Seine Kämpfer, von denen einige fließend Englisch sprachen und anscheinend stolz auf ihre Rolle als Botschaftswächter waren, zeigten sich gerne als Profis und demonstrierten, wie die wichtigsten Zugangstüren zum Hauptgebäude der Botschaft streng bewacht wurden. Dennoch konnten drei Taliban, die neugierig auf Weinbücher und Staatspapiere von 1923 geschaut hatten, nicht widerstehen, im Wohnblock hinter der Botschafterresidenz ein Gemälde des britischen Künstlers James Hart Dyke in die Hand zu nehmen, das eine SAS-Wüstenpatrouille zeigte .
Nicht ahnend, dass Hart Dyke der beliebteste Künstler in britischen Militär- und Geheimdienstkreisen ist, erfreuten sie sich an der Ironie, mit einem Gemälde ihres besiegten Feindes zu posieren. Der Boden war übersät mit verstreuten Platzkarten der Botschaft mit der Prägung des königlichen Wappens.
„Erkläre uns, dass du besiegt bist und wir Freunde sein können“, sagte einer amüsiert.
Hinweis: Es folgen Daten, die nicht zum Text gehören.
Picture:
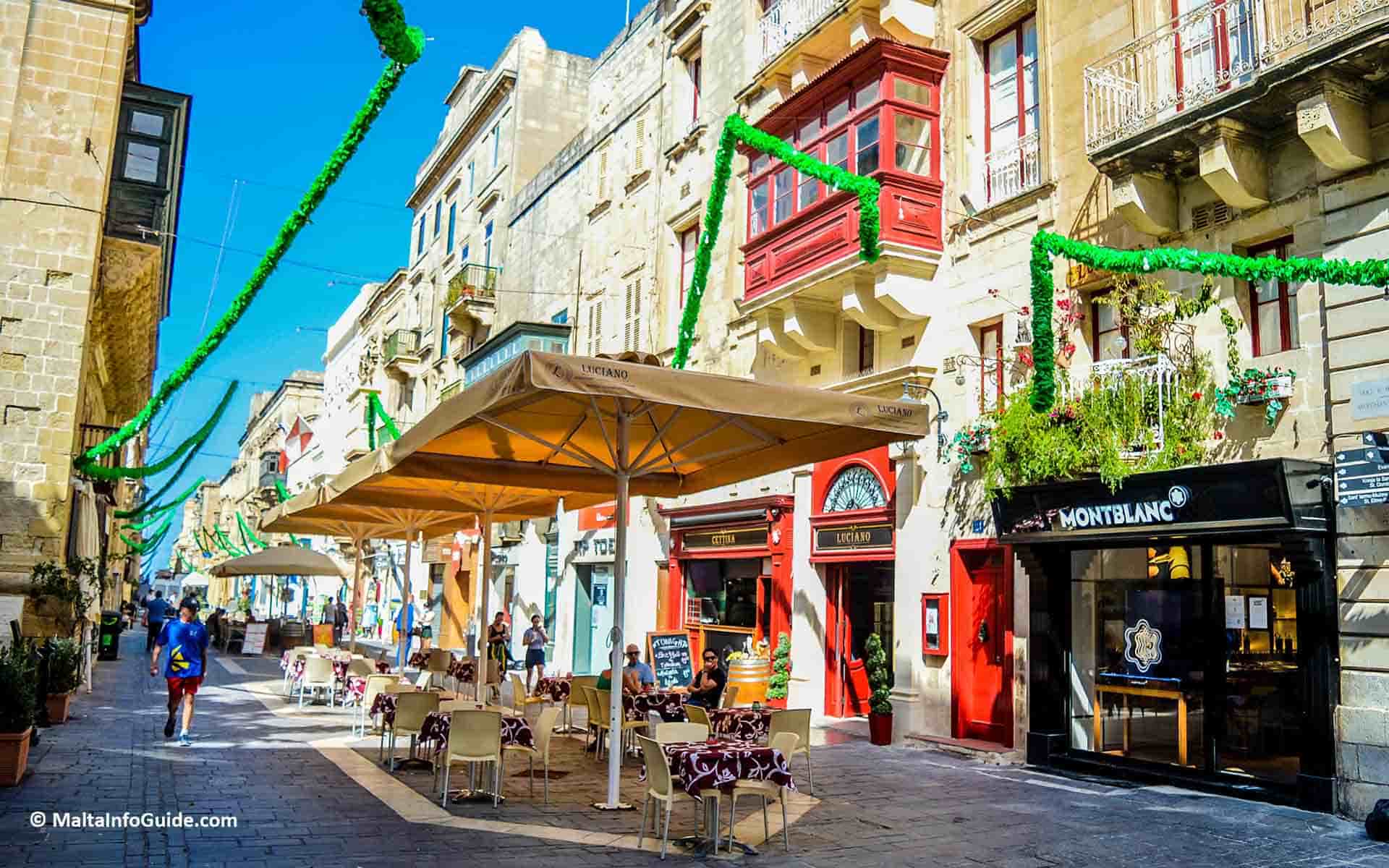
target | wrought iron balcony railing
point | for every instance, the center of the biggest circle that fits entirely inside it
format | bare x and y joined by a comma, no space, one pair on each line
1207,53
1013,170
788,21
402,344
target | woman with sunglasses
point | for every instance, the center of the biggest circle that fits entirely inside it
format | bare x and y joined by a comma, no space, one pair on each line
708,686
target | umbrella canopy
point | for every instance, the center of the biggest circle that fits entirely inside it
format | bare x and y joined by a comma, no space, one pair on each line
281,560
614,428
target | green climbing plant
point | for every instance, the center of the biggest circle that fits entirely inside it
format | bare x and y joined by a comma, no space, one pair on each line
736,129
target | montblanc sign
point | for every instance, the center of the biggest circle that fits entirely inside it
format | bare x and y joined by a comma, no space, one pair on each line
1127,513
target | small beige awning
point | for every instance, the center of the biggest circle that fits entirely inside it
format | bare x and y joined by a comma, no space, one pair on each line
281,560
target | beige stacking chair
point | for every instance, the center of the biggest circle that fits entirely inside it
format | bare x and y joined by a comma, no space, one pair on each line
318,676
375,685
797,721
412,710
520,699
474,736
785,742
543,731
699,714
666,733
663,789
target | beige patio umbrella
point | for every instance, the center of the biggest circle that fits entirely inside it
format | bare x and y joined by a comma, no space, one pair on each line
587,427
371,485
315,513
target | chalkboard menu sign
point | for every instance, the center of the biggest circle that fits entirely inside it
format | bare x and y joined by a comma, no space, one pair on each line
671,659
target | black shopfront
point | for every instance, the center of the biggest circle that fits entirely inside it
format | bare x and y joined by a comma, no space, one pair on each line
1184,626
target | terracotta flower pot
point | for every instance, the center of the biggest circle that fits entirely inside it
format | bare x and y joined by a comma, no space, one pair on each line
880,728
59,707
14,756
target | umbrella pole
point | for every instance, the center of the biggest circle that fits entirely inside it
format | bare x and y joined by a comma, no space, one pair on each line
484,579
356,596
619,614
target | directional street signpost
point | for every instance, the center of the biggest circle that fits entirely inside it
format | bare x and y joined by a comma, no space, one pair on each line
1363,472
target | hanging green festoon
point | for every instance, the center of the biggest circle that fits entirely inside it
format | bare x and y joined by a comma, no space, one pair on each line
403,46
1048,244
736,129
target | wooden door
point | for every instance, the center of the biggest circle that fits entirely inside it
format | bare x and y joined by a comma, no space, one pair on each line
982,624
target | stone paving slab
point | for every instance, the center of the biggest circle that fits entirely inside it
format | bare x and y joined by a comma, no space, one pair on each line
285,775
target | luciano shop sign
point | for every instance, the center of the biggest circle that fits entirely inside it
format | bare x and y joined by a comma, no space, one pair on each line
1127,513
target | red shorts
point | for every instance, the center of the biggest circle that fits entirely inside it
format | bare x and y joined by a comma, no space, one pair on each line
178,686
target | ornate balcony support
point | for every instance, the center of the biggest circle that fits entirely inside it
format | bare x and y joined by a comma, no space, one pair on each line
1233,164
1334,122
810,326
860,303
771,335
1146,202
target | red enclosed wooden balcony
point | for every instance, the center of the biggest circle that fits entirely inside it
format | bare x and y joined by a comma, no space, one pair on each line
877,113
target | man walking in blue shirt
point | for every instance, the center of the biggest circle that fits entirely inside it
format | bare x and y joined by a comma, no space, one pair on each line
155,613
187,641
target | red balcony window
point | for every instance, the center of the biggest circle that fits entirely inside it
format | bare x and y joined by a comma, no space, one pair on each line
875,114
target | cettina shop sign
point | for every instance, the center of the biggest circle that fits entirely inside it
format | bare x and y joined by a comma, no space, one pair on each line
1155,511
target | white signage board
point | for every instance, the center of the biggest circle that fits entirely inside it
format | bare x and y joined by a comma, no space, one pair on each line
255,642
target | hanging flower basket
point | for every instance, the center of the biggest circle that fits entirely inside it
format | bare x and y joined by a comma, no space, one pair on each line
1278,386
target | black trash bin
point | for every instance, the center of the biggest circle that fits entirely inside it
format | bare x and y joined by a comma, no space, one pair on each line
109,641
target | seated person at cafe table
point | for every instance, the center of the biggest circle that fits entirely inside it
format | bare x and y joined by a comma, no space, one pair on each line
708,686
637,676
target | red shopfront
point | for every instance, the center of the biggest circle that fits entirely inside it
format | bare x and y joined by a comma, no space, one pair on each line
853,542
729,573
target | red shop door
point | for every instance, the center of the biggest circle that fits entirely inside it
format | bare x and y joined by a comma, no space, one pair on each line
981,587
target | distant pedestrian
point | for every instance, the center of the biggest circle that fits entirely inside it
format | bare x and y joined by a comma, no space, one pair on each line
155,614
534,641
339,621
187,642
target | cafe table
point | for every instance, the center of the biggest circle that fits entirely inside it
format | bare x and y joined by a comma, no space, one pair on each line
718,765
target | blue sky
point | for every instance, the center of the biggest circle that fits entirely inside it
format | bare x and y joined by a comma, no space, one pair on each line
274,87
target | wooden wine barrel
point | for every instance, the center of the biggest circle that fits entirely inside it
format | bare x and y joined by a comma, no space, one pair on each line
750,677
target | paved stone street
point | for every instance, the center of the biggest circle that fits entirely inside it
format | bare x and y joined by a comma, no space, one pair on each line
295,782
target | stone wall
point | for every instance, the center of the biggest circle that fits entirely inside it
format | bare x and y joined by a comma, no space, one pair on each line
61,71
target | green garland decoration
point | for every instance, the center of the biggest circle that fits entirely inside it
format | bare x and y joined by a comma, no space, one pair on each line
736,129
190,446
1048,244
403,46
226,543
249,535
377,412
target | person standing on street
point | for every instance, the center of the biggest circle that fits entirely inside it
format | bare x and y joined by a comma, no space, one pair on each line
534,641
187,641
155,613
339,621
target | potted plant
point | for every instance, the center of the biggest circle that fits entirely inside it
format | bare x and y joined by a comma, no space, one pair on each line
780,684
17,684
64,676
880,705
972,441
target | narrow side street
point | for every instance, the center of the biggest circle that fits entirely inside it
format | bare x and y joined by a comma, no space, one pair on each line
295,785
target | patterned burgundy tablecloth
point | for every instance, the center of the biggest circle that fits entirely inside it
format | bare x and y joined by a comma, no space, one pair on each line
705,767
516,731
463,670
557,689
670,706
742,724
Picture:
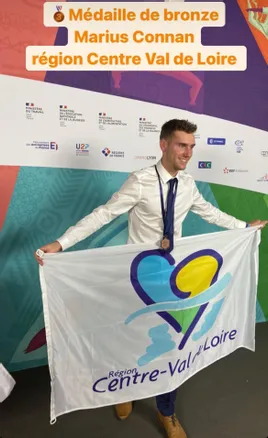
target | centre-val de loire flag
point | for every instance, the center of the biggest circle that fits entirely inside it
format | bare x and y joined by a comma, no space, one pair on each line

Die Räumlichkeiten schienen nicht geplündert worden zu sein – die durcheinandergebrachten Habseligkeiten schienen eher in der Eile des Verlassens als in der Anarchie der Plünderung weggeworfen worden zu sein – und als ich einen der hochwertigen verlassenen Körperpanzer zu lange beäugte, wurde ich höflich gescholten und bat, nichts anzufassen.
„Wir bewahren die Sicherheit hier bis zu dem Tag, an dem Ihre Diplomaten uns erkennen und hierher zurückkehren“, fügte Hijrat hinzu.
„Bis dahin bleibt alles so, wie es ist. Wenn wir ein Porträt der Königin finden, schützen wir sie auch. Sie ist deine Angelegenheit, nicht unsere. Wenn die Briten zurückkommen, was wir hoffen, dann erwarten wir, dass sie auch ihre Wachen sind. Dennoch sind wir überrascht, die Panik und Geschwindigkeit des britischen Rückzugs aus diesem Krieg zu sehen.